いつの間にか陽は陰り、空は茜色に染まり始めていた。
ふいに冷たい風が吹きつけてきて、ミーシャの長い髪を揺らす。
伯父との旅が再び始まった時に髪の色は茶色から元に戻していた。
(そういえば、みんな同じような色だったな。ここでなら、私の髪も瞳も隠す必要なんてないんだ)

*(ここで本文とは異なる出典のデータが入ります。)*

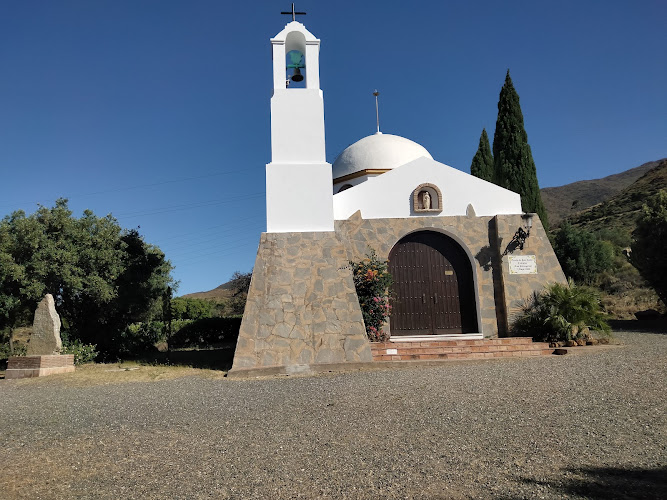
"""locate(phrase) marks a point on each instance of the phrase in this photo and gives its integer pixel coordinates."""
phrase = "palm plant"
(560, 313)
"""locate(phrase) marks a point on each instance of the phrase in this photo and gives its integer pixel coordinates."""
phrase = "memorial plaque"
(523, 264)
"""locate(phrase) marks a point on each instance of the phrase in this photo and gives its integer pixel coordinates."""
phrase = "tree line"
(104, 278)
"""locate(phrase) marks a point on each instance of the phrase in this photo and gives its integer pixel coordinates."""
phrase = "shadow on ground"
(634, 325)
(602, 483)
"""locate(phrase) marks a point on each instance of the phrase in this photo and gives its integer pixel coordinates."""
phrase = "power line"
(129, 188)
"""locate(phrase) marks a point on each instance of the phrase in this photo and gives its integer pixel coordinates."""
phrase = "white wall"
(389, 195)
(298, 198)
(297, 126)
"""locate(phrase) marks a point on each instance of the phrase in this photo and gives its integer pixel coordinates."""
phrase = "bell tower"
(299, 197)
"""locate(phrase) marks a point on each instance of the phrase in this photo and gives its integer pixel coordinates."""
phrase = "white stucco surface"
(298, 198)
(389, 195)
(298, 179)
(295, 36)
(377, 151)
(297, 126)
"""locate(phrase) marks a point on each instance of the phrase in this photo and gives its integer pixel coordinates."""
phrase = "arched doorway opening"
(434, 290)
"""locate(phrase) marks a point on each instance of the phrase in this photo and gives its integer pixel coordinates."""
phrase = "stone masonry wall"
(518, 287)
(302, 307)
(474, 233)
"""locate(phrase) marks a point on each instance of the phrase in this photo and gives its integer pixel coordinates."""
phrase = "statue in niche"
(426, 200)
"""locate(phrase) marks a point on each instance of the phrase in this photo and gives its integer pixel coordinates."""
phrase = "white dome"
(377, 152)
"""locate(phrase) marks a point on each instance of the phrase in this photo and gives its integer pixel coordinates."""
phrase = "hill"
(220, 293)
(564, 201)
(620, 212)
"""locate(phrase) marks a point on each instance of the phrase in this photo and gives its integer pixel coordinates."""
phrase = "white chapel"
(451, 239)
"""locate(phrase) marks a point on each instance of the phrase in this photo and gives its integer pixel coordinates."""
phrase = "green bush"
(83, 353)
(372, 282)
(649, 243)
(206, 332)
(139, 338)
(582, 256)
(560, 313)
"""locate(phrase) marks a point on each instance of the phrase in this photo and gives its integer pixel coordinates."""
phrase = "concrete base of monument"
(38, 366)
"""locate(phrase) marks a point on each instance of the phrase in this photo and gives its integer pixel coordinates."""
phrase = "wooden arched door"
(433, 286)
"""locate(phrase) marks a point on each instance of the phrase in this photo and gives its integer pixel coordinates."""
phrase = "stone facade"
(302, 308)
(485, 240)
(518, 287)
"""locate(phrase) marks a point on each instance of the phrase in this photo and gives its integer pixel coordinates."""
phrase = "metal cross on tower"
(377, 110)
(294, 13)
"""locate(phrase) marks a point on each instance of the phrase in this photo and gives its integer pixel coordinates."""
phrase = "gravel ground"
(590, 425)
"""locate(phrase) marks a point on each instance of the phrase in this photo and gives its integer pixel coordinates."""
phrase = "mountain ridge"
(569, 199)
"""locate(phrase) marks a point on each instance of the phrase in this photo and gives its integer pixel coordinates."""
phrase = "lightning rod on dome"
(377, 111)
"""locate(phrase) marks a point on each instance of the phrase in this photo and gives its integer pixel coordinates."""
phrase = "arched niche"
(295, 54)
(427, 198)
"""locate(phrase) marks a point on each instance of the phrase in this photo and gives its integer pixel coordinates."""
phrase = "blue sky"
(158, 111)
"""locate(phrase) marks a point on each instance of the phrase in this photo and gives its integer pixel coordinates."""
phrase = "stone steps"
(511, 347)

迎えに来てくれていた人々の持つ色は多少の濃淡の差はあれど同じ色といっていい。
(外の世界に出た時、きっと母さんは驚いただろうな)
いろいろな髪や瞳の色を初めて見た時、レイアースは何を感じただろう?
(同じ色の人たちに囲まれて、私はここで何を感じるのかしら?)
ブルーハイツ王国で師である母親を亡くし、レッドフォード王国で薬師としての力不足を痛感して、自分の成長を願い大陸の北の果てにある『森の民』の村に行く事を選んだのはミーシャ自身だ。
(ここには私の知らない薬師の知識がたくさんある)
期待で心が浮き立つような、それでいて怖いような不思議な気持ちだった。
「どうした?」
突然足を止めたミーシャに、隣を歩いていたラインが首を傾げる。
「なんでもな~い。明日から、楽しみだなって思ってただけ」
「その前に、夜の宴だな。外で生まれた一族の子供は珍しいから、きっとみんな興味津々だ。おそらくネル爺辺りがいろいろ話してそうだしな」
「え~~? 何、それ? ネル爺様、何話してると思う?」
歩き出したミーシャはもう振り返らないし、隣を歩くラインも同様だ。
だから、丁寧に均したはずの土がもこもこと動き、ピョコンと可愛らしい芽が飛び出したことに気づくことはなかった。
読んでくださり、ありがとうございました。
子供の目から見たら親って完璧な存在に見えるけど、親だって人間なので子供の頃がある。
そんな当たり前のことに子供の頃は気づかなくて、成長してからなんだかびっくりするんですよね。
なんて、実家で両親の幼い頃の写真を見てしみじみ思ったりしたお盆でした。